Et certains contrôleurs sont devenus de vrais prédateurs. On leur dit parfois : mais rendez-vous compte de ce que vous faites, au regard d’une infraction minime ? La bonne foi est une notion qu’on ne retrouve plus beaucoup. Et ça, c’est quelque chose que je vois dans les lois récentes qui ont été structurées pour essayer vraiment de donner un maximum de pouvoir à l’administration. Les délais d’imposition se sont étendus. Les pouvoirs d’investigation se sont renforcés. Lorsque l’administration voulait taxer jusqu’à sept ans en arrière , elle devait auparavant notifier des indices de fraude. C’est fini. Elle peut simplement faire état de présomptions de fraude. Cela signifie que l’administration peut faire ce qu’elle veut, elle peut trouver un argument qui sort de son chapeau. Les combats deviennent très rudes. Donc les deux tendances que j’observe sont cette complexification et cette intransigeance qui devient presque sacralisée.
Comment l’expliquer ?
Alors je n’ose pas évidemment dire que c’est la faute de Vincent Van Peteghem parce que je l’ai déjà dit plusieurs fois, mais c’est quand même à mon avis un phénomène qui remonte à cette époque parce qu’il n’y avait pas avant autant de pouvoirs conférés à l’administration.
L’administration a pris le pas sur le ministre ?
C’est absolument clair. Le dernier ministre des Finances Vincent Van Peteghem me donnait l’impression d’être sous la coupe de quelques prédateurs qui sont des hauts fonctionnaires qui ont vraiment une vision radicale. Et c’est assez nouveau. Je reconnais qu’être ministre des Finances doit être un métier horriblement difficile. Mais quand on est dans une démocratie, il faut arrêter certaines dérives. Il y a eu un très bel article de Jacques Malherbe, un ancien professeur, sur « les dérives du droit fiscal ». Il montre l’évolution de l’abus de droit et la conception que l’administration en fait aujourd’hui.

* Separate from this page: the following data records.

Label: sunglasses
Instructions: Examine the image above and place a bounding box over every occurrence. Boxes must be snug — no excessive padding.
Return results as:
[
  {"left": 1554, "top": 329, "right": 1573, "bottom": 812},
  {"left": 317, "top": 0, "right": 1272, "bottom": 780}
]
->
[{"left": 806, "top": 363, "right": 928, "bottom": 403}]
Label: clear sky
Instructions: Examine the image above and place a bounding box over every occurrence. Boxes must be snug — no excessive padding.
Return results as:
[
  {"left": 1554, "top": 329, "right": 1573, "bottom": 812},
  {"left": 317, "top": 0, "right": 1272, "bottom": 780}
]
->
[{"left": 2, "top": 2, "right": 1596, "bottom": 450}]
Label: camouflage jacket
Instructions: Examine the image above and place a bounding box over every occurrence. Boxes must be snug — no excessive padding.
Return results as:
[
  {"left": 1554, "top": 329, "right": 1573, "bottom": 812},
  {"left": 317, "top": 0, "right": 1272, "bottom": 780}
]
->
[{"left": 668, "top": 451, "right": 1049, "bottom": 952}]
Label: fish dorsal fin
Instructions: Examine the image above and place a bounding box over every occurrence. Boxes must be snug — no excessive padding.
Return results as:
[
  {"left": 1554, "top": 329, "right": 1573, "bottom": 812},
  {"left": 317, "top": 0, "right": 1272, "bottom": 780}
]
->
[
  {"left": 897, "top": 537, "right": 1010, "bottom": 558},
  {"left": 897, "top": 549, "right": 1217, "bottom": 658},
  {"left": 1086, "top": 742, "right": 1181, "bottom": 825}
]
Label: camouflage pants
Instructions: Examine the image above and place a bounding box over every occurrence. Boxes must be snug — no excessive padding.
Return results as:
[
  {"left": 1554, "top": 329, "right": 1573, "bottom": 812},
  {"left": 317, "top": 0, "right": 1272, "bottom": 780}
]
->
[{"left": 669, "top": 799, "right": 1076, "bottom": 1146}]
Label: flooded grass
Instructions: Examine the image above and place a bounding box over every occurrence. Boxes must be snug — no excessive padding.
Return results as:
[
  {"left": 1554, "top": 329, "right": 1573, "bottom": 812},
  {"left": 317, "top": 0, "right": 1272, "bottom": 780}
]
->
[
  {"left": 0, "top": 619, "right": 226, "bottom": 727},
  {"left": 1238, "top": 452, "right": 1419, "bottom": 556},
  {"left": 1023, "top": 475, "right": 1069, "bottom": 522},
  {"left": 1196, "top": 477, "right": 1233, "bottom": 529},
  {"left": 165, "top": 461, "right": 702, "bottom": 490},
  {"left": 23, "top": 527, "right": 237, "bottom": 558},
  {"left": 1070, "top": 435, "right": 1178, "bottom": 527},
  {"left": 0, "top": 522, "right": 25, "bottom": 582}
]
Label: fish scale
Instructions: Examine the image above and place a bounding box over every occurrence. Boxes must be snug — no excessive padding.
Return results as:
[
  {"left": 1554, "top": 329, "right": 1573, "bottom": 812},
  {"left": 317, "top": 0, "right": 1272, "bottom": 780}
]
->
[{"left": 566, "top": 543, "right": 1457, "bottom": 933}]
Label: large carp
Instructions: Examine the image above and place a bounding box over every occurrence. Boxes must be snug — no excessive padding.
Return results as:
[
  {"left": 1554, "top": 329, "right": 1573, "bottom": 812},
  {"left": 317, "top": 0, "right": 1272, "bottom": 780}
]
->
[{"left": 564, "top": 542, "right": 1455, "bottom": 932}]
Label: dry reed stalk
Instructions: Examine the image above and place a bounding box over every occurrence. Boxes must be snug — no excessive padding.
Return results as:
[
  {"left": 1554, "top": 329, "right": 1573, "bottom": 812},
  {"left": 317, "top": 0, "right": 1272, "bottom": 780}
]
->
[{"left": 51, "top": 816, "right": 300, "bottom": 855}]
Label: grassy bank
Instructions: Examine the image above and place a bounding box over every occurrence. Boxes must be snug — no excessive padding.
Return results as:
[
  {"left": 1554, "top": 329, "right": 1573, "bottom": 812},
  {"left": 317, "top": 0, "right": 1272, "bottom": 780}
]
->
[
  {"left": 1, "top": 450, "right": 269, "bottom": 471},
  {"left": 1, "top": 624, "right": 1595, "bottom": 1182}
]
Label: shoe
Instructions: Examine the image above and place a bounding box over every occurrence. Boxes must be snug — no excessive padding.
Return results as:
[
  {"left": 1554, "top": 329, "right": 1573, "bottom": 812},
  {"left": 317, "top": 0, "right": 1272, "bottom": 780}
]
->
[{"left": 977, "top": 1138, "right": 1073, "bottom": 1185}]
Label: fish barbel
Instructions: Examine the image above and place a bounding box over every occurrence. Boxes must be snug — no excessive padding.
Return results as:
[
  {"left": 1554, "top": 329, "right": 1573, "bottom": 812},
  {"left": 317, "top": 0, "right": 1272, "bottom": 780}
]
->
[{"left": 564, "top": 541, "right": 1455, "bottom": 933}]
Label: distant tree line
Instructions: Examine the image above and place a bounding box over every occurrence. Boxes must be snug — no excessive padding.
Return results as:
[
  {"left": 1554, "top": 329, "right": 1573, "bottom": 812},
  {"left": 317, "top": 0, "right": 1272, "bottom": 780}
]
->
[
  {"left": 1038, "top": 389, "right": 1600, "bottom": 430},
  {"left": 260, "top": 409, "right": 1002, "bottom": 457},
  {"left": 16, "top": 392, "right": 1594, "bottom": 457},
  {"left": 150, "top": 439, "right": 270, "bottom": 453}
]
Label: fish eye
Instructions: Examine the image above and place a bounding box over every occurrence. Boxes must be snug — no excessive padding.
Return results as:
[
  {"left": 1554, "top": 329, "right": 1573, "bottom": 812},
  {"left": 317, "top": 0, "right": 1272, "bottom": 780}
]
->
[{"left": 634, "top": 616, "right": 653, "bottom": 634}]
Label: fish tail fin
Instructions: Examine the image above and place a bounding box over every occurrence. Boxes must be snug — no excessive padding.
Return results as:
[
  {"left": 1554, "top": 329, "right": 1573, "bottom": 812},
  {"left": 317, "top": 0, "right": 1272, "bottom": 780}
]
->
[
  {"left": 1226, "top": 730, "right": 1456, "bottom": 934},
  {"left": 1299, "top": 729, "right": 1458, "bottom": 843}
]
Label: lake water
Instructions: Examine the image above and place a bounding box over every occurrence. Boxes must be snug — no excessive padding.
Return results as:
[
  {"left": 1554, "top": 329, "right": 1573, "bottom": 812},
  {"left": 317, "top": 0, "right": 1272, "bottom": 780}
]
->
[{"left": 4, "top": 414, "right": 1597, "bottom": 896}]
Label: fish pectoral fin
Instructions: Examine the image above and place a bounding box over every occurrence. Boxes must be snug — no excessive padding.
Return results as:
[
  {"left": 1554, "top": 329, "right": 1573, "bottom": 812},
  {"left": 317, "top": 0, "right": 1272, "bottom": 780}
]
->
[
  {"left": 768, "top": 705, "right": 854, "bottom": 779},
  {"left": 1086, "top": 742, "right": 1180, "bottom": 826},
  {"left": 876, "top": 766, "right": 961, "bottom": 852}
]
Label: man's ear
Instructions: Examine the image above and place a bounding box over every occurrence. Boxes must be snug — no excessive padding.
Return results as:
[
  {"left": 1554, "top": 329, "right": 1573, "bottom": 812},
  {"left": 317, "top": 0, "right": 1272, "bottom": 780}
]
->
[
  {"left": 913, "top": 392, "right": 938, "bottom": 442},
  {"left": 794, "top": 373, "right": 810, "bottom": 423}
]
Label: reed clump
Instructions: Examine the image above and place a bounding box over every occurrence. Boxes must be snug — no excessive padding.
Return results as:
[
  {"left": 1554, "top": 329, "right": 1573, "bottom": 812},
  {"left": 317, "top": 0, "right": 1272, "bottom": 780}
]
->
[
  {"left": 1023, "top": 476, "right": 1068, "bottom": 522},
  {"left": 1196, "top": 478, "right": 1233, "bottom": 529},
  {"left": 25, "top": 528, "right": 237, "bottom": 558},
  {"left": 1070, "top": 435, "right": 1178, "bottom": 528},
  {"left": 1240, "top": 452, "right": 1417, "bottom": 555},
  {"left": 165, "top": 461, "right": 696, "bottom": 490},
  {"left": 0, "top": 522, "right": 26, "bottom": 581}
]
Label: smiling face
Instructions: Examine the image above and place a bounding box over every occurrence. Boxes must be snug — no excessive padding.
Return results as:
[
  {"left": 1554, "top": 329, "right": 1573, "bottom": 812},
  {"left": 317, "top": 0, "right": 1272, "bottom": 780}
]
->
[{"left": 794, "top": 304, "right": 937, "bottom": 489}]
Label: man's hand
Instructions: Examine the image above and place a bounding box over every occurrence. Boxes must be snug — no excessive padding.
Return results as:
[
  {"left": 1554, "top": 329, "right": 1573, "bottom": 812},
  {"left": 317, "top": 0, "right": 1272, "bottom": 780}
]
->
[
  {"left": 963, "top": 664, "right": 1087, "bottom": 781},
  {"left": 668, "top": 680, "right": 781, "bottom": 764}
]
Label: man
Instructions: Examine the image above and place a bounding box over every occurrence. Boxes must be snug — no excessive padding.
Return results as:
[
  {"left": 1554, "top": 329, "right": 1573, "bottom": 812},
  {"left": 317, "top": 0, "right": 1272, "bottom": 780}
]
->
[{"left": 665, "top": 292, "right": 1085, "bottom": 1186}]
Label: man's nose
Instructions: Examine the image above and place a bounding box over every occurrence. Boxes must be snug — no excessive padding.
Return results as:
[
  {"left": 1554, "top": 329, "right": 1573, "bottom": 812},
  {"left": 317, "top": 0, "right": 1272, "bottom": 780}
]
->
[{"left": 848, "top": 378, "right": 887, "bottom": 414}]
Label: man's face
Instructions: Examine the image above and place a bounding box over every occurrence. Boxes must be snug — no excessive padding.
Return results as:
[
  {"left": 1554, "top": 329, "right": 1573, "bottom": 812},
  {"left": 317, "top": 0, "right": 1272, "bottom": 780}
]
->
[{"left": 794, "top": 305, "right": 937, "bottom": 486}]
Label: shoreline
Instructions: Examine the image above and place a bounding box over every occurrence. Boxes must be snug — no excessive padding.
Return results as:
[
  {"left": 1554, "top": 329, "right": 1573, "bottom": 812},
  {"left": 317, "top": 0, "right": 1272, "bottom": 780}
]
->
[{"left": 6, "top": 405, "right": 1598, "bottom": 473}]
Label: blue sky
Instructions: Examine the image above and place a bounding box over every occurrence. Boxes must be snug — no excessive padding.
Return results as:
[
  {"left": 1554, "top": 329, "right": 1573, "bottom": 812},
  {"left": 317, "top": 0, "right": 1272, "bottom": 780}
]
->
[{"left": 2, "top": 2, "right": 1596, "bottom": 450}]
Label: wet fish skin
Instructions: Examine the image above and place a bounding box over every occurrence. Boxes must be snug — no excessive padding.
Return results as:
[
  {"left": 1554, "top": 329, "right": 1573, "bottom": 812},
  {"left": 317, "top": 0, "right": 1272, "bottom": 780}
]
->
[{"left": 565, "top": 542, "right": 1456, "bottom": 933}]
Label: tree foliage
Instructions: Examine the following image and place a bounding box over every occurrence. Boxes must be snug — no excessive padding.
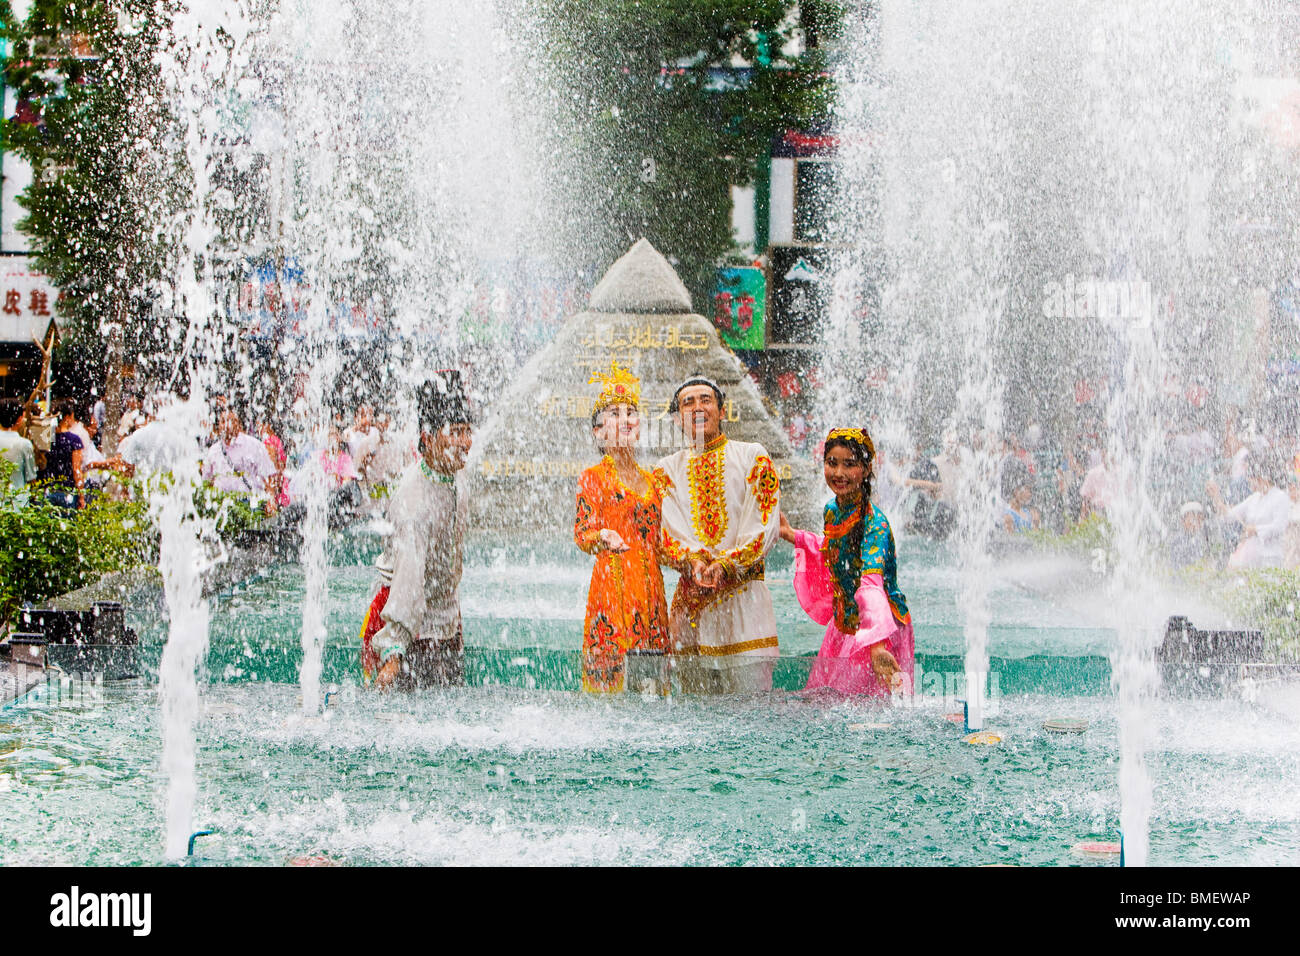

Assez paradoxalement, il n’y a pas eu de loi programme, de grande loi depuis un an. Mais chacune des lois qui ont été votées constituent une incise qui va vers plus de sanctions et plus de dureté. Le seul incitant très intéressant, c’est la loi de mai 2024 qui augmente les déductions pour investissements. C’est vraiment la bonne mesure de ce mandat législatif. Mais tout le reste sont des mesures de procédure qui accroissent les pouvoirs de l’administration, qui renforcent les sanctions, qui refusent des déductions…. Et ce sont des formulaires à remplir à n’en plus finir.